Erzählen ist ein wesentlicher Bestandteil der menschlichen Kommunikation. Es ist alltäglich und allgegenwärtig. Doch was ist Erzählen überhaupt?
Die Folien für dieses Video gibt es für Steady-Abonnenten und Kanalmitglieder auf YouTube als PDF zum Download.
Erzählen ist etwas, das wir jeden Tag tun. Eigentlich können wir sogar kaum kommunizieren, ohne uns ständig gegenseitig etwas zu erzählen. Und dementsprechend sind wir auch umgeben von Erzählungen:
- Wir hören und schauen Nachrichten,
- wir haben Schulunterricht,
- Freunde, die etwas aus ihrem Leben erzählen,
- und so weiter …
Und weil das Erzählen in unserem Leben so selbstverständlich ist, fragen wir uns meistens nicht, was das überhaupt ist.
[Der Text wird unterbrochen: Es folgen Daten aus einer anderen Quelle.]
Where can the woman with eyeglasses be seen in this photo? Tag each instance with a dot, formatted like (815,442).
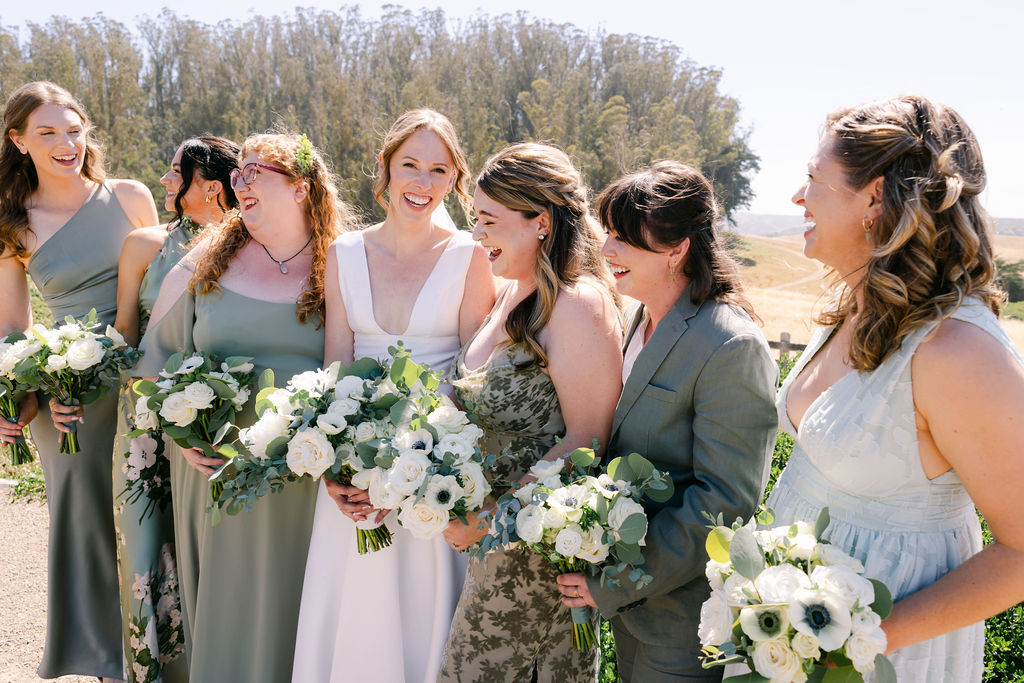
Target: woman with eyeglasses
(254,287)
(64,223)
Dabei ist das Erzählen eine wahnsinnig faszinierende Sache.
Erzählen im weiteren Sinne
Wenn wir im Alltag von „Erzählen“ sprechen, dann meinen wir in der Regel, dass da jemand vor uns steht und eine Geschichte erzählt. Oft sagen wir aber auch, dass bestimmte Medien etwas erzählen.
Zu den erzählenden Medien gehören:
- Romane, Epik generell: Erzählen in Reinform.
- Filme: Erzählen durch bewegte Bilder.
- Graphic Novels und Comics: Erzählen durch statische gezeichnete Bilder.
- Animationsfilme: Erzählen durch Animation.
- Theaterstücke: Erzählen auf der Bühne.
- Videospiele: Erzählen, indem man den Rezipienten an der Geschichte teilhaben lässt.
- Sachliteratur: Erzählen von realen Tatsachen, vor allem in der Historiographie.
- Im weitesten Sinne kann man auch sagen, dass in Rezepten erzählt wird, wie man aus bestimmten Zutaten tolle Gerichte zaubert.
Was all diese Medien gemeinsam haben, ist, dass sie einen Weg von A nach B beschreiben. Sie beschreiben eine Bewegung. Eine Zustandsveränderung.
Und damit kommen wir zur strukturalistischen Definition von „Erzählen“:
Erzählen ist das Beschreiben einer Zustandsveränderung.
So wird Erzählen im weiteren Sinne definiert.
Und im engeren?
Erzählen im engeren Sinne
Wir erinnern uns an diesen Jemand, der vor uns steht und uns etwas erzählt. Das, was wir mit dem alltäglichen Erzählen verbinden. Diesen Jemand gibt es eigentlich nur in der Epik. Mit anderen Worten: Nur Epik hat einen Erzähler. Und damit ist nur Epik im engeren Sinne erzählend.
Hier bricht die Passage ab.